Поблагодарив за угощение, мы продолжаем свой путь.
Вечером мы выходим к реке Зырянке, названной так в честь казака Дмитрия Зыряна, руководителя морских походов на Алазею и Колыму. Противоположный илистый, с линзами льда берег реки подмыт и возвышается вертикально над уровнем воды метров на двенадцать.
— Корм здесь хороший, — ночевать, однако, будем, — говорит проводник.
Мы развьючиваем лошадей. Мика рассматривает крутой подмытый берег в бинокль и неожиданно восклицает:
— Смотрите! Вон торчат кости. Наверное, мамонта!
— Тут костей разных каждый год много мы видим. «Галами» такие места мы называем, — спокойно отзывается Данилов. — Осенью по дороге на охоту мы промышляем здесь мамонтовую кость, фактория за нее хорошо платит.
— На обратном пути надо будет здесь покопаться, — говорит Мика.
На следующий день мы идем вверх по реке. Александр ведет опробование, мы продолжаем съемку.
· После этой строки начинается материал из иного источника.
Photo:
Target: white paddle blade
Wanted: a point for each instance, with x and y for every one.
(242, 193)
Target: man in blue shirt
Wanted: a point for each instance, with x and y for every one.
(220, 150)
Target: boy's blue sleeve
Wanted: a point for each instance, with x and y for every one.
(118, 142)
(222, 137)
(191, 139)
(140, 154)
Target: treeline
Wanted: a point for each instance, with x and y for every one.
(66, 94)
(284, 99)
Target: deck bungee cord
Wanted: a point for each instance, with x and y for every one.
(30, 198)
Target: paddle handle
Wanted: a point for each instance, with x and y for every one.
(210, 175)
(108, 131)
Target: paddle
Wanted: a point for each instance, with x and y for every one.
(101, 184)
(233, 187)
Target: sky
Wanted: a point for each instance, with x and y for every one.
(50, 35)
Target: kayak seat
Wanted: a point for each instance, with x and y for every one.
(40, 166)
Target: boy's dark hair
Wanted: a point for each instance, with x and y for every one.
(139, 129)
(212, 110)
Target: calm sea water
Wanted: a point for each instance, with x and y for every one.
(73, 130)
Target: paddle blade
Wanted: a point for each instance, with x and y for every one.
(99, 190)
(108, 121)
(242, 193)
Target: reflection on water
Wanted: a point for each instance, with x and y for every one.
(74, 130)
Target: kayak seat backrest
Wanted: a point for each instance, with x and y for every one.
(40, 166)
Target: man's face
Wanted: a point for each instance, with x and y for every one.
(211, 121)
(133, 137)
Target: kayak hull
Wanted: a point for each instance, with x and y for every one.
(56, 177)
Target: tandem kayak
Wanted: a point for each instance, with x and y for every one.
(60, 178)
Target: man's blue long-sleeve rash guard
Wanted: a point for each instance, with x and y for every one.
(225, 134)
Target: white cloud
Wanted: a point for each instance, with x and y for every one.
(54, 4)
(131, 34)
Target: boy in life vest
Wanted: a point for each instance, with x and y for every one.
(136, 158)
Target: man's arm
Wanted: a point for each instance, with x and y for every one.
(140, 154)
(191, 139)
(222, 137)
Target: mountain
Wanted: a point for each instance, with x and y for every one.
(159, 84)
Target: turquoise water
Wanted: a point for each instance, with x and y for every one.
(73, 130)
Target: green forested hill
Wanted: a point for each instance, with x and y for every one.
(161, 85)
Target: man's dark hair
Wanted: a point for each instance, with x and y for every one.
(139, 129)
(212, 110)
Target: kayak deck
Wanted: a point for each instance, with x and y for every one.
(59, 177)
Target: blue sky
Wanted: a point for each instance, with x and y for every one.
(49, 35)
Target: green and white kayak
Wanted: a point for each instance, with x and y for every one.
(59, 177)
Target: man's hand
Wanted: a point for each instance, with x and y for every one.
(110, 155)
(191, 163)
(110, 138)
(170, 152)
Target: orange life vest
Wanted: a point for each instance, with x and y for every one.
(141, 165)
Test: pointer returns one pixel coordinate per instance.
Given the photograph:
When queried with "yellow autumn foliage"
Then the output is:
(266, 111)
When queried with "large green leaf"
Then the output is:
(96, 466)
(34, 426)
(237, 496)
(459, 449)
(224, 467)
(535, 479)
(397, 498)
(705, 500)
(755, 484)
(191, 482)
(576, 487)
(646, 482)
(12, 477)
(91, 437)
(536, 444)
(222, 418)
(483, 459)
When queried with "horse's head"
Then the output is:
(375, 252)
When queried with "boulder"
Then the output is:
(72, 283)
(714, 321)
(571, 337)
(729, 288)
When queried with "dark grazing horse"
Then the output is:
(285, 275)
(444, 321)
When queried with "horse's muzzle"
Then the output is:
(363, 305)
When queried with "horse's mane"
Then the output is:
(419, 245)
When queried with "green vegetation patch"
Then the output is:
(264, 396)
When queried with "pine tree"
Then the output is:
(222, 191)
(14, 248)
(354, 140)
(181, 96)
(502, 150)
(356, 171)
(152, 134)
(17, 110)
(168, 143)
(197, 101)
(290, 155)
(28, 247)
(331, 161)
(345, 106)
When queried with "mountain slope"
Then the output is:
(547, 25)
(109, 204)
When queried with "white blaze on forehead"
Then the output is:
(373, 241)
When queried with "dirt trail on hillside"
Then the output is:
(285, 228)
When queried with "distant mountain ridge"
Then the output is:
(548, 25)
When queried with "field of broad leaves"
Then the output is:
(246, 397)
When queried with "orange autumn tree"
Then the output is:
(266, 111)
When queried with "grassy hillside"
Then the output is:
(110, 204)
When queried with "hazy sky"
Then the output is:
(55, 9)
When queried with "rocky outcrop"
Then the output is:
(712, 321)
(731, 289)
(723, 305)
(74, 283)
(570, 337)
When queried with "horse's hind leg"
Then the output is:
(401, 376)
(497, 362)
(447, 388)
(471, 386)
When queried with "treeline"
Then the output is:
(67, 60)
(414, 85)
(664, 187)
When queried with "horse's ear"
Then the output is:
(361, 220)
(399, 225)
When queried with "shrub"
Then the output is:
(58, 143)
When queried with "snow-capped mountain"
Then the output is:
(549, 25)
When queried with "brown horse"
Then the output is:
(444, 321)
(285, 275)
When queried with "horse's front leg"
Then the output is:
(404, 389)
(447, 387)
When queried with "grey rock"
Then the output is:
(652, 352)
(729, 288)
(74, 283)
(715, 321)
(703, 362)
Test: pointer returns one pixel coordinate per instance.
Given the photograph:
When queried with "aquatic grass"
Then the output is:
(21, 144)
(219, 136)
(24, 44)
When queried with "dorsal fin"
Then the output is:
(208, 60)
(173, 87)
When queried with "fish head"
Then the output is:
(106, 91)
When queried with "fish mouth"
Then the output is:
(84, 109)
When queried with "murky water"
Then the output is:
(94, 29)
В узком, глубоко врезавшемся в коренные породы каньоне бокового ключа Эрозионного мы останавливаемся и, как завороженные, смотрим на многометровую черную блестящую стену, возвышающуюся над нами.
— Вот это пластик! Это уголек! — делая замеры, восхищается Мика.
— Про него Попов сказал, что напрасно он здесь лежит, — говорит Афанасий Иванович.
— Ничего! Напрасно при советской власти он больше лежать не будет. Дойдет и до него очередь, — успокаиваю я проводника.